J'ai fait mes études à l’École Normale Primaire de Grenoble (pour devenir instituteur, on y rentrait interne sur concours à l'issue de la 3ème jusqu'au bac), puis à l’École Normale Supérieure de Saint-Cloud, qui est maintenant à Lyon.
Juste après l’agrégation de Sciences Naturelles que nous avons d'ailleurs passée fin août suite aux grèves de mai 1968, quand je suis arrivé à Tours en septembre 1968, sur un poste d’assistant on ne me demandait pas de faire une thèse comme maintenant, la thèse de 3ème cycle n’existait pas, mais de faire une thèse d’État, l’œuvre de toute une partie de vie, 10 ou 20 ans de recherche (Lenoir 1979). Le professeur Henri Verron m’a dit comme sujet de recherche « Vous mettez deux fourmis dans une boîte de Petri et vous observez ce qui se passe ». Ensuite il ne m’a plus jamais suggéré quoi que ce soit ! Liberté totale.
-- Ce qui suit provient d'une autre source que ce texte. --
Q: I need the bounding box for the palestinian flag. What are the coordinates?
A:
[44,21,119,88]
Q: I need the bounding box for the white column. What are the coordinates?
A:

J’aurais très bien pu changer de thème de recherche mais quand on a commencé à observer des fourmis on ne peut plus s’arrêter ! J'ai soutenu ma thèse en 1979 (voir la chanson La fourmication et le pot de thèse). Il y avait P.-P. Grassé comme président de mon jury de thèse, on était allé au restaurant et j'étais mort de trouille alors qu'il dégustait avec plaisir des huîtres.. On ne nous demandait pas de publier vite, on pouvait publier aux Compte Rendus de l’Académie des Sciences où officiait le Professeur Grassé, spécialiste des termites et grand patron tout puissant de la zoologie. Bien sûr il fallait publier en français !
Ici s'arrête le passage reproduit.